I don't understand if you mean a sample done 100 times or a single sampling with a hundred points. I have data that has hundreds if not thousands of points that is still highly skewed because of huge outliers. It is not remotely normal.
I'm coming from a manufacturing and business process paradigm. In manufacturing, most processes do follow a normal distribution. Data are typically collected in small subgroups over an extended period of time (e.g., SPC) then estimates are made of the short and long term variation using within subgroup variation and overall variation after determining whether the process is in a state of statistical control. The automotive industry forced sample sizes of 100 on their supply base and that practice has spread throughout the manufacturing world. In business processes, we deal with cycle times which are rarely normally distributed, so nonparametric methods are used instead.

#### noetsi

##### Fortran must die
I work with customers in a work placement/medical program with high variability. It reflects that different environments lead to very different results in terms of normality. The common wisdom I have seen, in social sciences, is that normal data is rare. The fact that this is not the case in industry is fasinating to me. It reflects I think the reality that statistical methods are a lot easier to use in industry than services (I know a lot of six sigma theoriest disagree with that point).

Dason the central limit theorem doesn't make a mean a good descriptor of a distribution with strong outliers. Moreover, statisticians disagree on whether the CLM works as advertised with strong outliers in the tail. One book I read a decade ago, I no longer remember the author's name, argued forcefully that regardless of the size of the sample strong outliers could invalidate ANOVA (and logically other GLM methods). Additionally, they have developed robust regression specifically to deal with outliers. So if the central limit theorem address extreme outliers or skew, why do you need robust regression?

#### Miner

##### TS Contributor
I work with customers in a work placement/medical program with high variability. It reflects that different environments lead to very different results in terms of normality. The common wisdom I have seen, in social sciences, is that normal data is rare. The fact that this is not the case in industry is fasinating to me. It reflects I think the reality that statistical methods are a lot easier to use in industry than services (I know a lot of six sigma theoriest disagree with that point).
I think the key to having normal data is the element of randomness. Manufacturing processes tend to vary randomly about a target setting. The less common exceptions have common themes such as a physical restriction (cannot be less than zero, machining to a hard stop) or an artifact of the measurement method (Geometric dimensioning that converts Cartesian measurements into polar and using absolute values instead of actual deviations).
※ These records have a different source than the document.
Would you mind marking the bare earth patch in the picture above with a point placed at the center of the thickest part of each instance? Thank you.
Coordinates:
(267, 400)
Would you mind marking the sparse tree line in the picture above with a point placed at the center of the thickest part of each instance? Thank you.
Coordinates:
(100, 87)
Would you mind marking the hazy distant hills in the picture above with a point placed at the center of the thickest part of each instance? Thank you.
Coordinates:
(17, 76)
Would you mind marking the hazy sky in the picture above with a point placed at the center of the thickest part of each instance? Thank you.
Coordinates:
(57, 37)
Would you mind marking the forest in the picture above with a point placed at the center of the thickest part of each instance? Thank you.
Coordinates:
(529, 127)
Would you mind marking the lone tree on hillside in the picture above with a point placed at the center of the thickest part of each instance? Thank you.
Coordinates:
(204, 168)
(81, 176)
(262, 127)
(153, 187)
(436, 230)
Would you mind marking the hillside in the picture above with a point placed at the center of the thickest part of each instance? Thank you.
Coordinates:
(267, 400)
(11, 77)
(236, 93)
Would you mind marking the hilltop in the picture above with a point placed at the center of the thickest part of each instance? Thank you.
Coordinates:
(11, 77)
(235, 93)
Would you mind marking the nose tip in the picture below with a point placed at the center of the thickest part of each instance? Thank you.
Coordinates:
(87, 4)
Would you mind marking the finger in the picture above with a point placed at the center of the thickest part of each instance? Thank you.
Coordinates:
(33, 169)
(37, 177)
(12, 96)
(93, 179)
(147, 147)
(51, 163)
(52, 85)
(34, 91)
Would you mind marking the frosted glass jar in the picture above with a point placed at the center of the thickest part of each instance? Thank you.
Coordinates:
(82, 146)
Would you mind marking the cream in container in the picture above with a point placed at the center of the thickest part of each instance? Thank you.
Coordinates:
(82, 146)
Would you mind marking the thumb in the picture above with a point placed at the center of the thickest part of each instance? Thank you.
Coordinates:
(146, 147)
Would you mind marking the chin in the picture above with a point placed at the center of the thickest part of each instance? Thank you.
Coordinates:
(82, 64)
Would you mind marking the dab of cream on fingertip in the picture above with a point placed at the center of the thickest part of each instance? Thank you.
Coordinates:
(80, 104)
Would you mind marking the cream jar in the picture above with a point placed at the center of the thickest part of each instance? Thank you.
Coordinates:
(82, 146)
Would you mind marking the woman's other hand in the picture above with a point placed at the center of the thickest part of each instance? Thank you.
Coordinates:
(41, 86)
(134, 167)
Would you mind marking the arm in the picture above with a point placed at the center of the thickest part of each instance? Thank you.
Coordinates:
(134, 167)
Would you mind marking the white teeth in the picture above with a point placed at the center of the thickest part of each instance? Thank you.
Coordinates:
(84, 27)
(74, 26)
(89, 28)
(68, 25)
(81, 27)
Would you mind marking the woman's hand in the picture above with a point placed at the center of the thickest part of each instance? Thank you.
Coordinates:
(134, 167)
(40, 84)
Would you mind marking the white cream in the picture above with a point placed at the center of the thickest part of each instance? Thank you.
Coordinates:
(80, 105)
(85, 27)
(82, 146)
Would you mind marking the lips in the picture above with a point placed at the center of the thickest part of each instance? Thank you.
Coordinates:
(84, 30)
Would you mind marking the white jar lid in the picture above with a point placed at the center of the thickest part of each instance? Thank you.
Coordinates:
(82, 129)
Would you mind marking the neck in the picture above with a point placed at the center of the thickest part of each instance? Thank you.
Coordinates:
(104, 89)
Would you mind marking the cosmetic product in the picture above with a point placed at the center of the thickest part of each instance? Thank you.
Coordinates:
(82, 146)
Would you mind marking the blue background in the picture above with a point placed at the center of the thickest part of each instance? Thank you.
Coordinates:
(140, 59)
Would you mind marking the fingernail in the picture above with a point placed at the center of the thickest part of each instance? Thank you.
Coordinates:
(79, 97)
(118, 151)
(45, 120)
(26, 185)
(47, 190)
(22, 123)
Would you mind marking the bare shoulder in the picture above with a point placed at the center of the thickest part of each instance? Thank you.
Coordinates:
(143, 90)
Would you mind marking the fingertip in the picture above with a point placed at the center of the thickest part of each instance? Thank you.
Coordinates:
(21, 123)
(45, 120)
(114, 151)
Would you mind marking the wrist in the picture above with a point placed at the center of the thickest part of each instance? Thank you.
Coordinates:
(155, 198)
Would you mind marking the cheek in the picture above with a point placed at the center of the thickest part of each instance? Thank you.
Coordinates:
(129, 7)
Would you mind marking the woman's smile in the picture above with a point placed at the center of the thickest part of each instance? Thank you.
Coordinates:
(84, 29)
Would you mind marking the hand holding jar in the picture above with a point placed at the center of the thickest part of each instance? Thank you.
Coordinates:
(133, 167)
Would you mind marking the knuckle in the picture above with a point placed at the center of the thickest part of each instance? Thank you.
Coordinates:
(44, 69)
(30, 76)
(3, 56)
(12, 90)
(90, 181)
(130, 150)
Transactional business processes lack this element of randomness. Human behavior around deadlines impact the cycle/delivery/lead times. Inter-arrival times are not independent throughout the work day because people have patterns of behavior and so on. Outliers can also be caused by behavior. If you are already a week late on a delivery, what's another week?

#### noetsi

##### Fortran must die
I agree that randomness is likely different. I think that there is more order, predictability, in an industrial process than in transactional processes (at least those that involve social services) and that external factors outside the process have greater impact in a service environment than in an industrial process on average. Outliers are I suspect far more common and have greater impact when the key drivers are human behavior than industrial production. At least for a non-start up process anyhow.

A fasinating issue in any case.

#### titanlord1

##### New Member
im pretty confused on how to do (a) can someone guide me through it?